L’insulinorésistance correspond à un défaut de sensibilité de l’organisme à l’hormone insuline dont le rôle consiste à réguler la glycémie. Souvent associé à un défaut de sécrétion, cette altération de l’efficacité de l’hormone peut entraîner, outre l’apparition d’un diabète de type 2 (non-insulino dépendant), des troubles cardiovasculaires. Surcharge pondérale et sédentarité font partie des facteurs aggravants.

En l’état actuel des connaissances, la consommation de graisses saturées (principalement d’origine animale) augmente à la fois le risque de diabète et d’insulinorésistance tandis que les fibres et les acides gras oméga-3 (contenus notamment dans les huiles de poissons gras et dans l’huile de colza) apparaissent comme des éléments protecteurs, rappellent les membres de l’équipe conduite par le Dr Federico Soriguer, de l’Hôpital Civil de Malaga.

En revanche, pour d’autres matières grasses, dont l’huile d’olive, les données disponibles restent contradictoires, poursuivent-ils.

C’est pourquoi ces médecins espagnols ont décidé de vérifier la relation entre les habitudes de consommation d’huile et l’apparition de résistances à l’insuline, en observant 538 habitants du village espagnol de Pizarra.

Au cours d’un recensement, un prélèvement a été effectué au domicile de chaque participant, pour recueillir un échantillon de l’huile utilisée pour préparer la nourriture.
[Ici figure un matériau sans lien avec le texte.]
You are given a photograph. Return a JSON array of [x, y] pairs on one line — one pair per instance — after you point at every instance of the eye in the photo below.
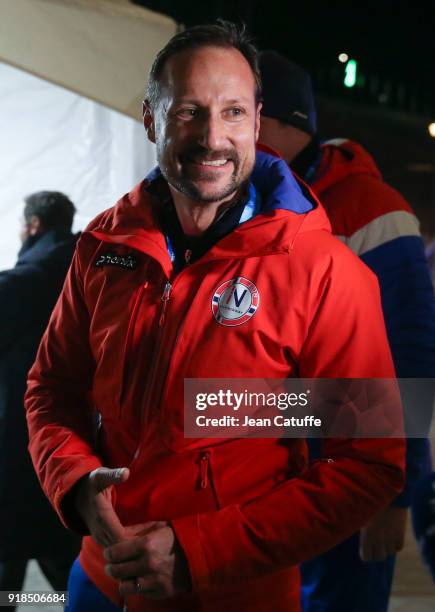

Une analyse chimique a permis de déterminer la composition de chaque huile en acides gras, tandis que la résistance à l’insuline des participants était calculée en fonction de leur glycémie et de leur taux d’insuline.

Les données fournies par ces différentes analyses ont permis aux auteurs de constater que l’indice de résistance à l’insuline se montrait significativement réduit chez les consommateurs d’huile d’olive par rapport aux consommateurs d’huile de tournesol.

Cet effet bénéfique de l’huile d’olive a également pu être observé dans le sous-groupe des diabétiques déclarés, mais la réduction de l’indice d’insulinorésistance n’a pas atteint une valeur statistiquement significative parmi ces malades.

Selon les auteurs, la part de l’huile d’olive devrait donc être augmentée, tant dans le régime alimentaire de la population générale que dans celui des diabétiques de type 2, mais en maintenant la consommation globale de lipides dans des limites raisonnables.

(European Journal of Endocrinology, janvier 2004, vol. 150, n° 1, p.33-39)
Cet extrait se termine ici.